兄の行方
兄が居なくなってしまった。
私が兄と最後に会ったのは、私が学校から帰った時だった。珍しく、兄が私の部屋にたずねてきたのだ。
何時もなら茶室に呼び出すのにあの日に限って兄はプライベートを強調しようとしていたように思う。
わざわざケーキまで用意していたのがその証拠だ。我が家で菓子と言えばお茶請けのお煎餅か、甘味といえば春秋の彼岸の牡丹餅とお萩、焼き芋くらいか栗の甘露煮か……。
ケーキを前に戸惑う私に兄は苦笑いを浮かべてい言ったのだ。
「今の若い娘らしく甘味に喜びを見せたらどうだ? 誰も咎めはせんよ」
と。
私は何れ機会があれば、と返した。その時、兄は悲しげで寂しそうな表情になり、「そうか……」と大きな手で私の頭を撫でた。
兄は先ほどの表情など無かったかのように笑い、好きなものを食べろとケーキを薦めてきた。
好きなものをと言われてもケーキの種類などわからないのだが……。私は栗の甘露煮が乗った黄色い山のようなケーキを選んだ。今度は自分でも買ってみようと思う。
兄との話は他愛もない会話をした。兄は私が年頃の娘と同じように過ごすことを望む。
……叶わぬと知っていても。
そして、兄は知人の学者と小説家、そして助手を務めていた人たちを探しに行くと言っていた。場所は無人となった孤島にある廃墟となったサナトリウムだと言う。
彼らは取材途中で行方不明になったという。
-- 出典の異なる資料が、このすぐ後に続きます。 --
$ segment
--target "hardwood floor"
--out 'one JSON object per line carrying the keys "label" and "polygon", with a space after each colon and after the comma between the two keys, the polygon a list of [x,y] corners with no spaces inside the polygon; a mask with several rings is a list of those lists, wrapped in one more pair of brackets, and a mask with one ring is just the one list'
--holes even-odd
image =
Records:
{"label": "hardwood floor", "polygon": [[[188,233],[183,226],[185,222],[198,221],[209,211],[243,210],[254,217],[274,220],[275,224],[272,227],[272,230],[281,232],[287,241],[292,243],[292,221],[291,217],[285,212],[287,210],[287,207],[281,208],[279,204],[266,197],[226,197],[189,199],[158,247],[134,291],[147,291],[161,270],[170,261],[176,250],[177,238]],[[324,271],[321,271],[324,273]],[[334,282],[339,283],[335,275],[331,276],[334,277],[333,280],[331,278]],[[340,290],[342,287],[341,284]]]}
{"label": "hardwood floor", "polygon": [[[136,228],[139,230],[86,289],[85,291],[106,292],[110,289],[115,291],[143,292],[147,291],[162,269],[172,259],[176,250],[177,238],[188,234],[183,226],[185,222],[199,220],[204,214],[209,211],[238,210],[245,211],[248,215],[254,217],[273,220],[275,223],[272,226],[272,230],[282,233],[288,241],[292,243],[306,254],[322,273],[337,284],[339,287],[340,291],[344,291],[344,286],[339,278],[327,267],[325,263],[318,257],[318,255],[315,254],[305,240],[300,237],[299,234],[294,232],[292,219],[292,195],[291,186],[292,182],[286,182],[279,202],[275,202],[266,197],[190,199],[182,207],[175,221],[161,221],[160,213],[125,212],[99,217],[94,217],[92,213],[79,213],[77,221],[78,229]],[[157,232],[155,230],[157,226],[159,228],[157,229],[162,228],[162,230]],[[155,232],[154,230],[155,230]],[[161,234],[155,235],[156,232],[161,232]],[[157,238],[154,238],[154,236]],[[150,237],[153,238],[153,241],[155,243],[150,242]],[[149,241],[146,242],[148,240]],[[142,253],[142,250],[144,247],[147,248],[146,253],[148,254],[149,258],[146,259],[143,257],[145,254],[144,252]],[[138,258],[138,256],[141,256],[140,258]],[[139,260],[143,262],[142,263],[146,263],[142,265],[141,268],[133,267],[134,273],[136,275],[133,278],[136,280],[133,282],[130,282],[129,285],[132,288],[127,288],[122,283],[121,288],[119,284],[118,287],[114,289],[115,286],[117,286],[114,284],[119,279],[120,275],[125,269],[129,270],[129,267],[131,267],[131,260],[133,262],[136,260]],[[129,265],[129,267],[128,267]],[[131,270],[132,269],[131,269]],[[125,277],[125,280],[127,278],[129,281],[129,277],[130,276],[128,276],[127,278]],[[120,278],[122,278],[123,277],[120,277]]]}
宿から兄宛に連絡があったのだ。
ただ、兄も私情だけで知人を探しに出かける訳ではなかった。
その無人島は心霊スポットだという。以前より興味本位で胆試しが行われていて、帰還者は怪奇現象を見た、体験したと語り、日に日に憔悴し、明るい性格だった者は暗い性格となり、居るのか居ないのか存在感が薄くなり、やがては引きこもり、こんな奴がいた、と思い出した時には音信不通となり、行方は杳として掴めぬままだと兄は語った。
中には島に入ったまま帰らぬ者も存在するというが、場所が場所だけに自殺した、自ら行方を絶った、と片付けられた。その様なお遊びの失踪に警察が真面目に取り合う訳がない。また自殺も対人関係など良くある悩みの末、と片付けられた。
兄は自身の私情と任務が重なった為、任務を承諾。 上から正式に怪奇現象の原因を突き止め、解決せよと命が下ったというわけだっだ。
そして、調査に赴いた兄も消息を絶った。
兄は出立する前に言っていたのだ。今度は店に食べにいこうと、あの兄が私との約束を違えるはずがない。
『指切りまでしたんだ。大切な人との約束は何が何でも守りたくなるものだろう?』
と言った兄が、だ。
兄の荷物が置きっぱなしであり、取りに来て欲しいと。兄は自分が居なくなった際は私に荷物を、と置き手紙を残したままもどらず、宿泊期限が来てしまったのだ。
私は今、兄が消息を絶った島へ向かう船に乗っている。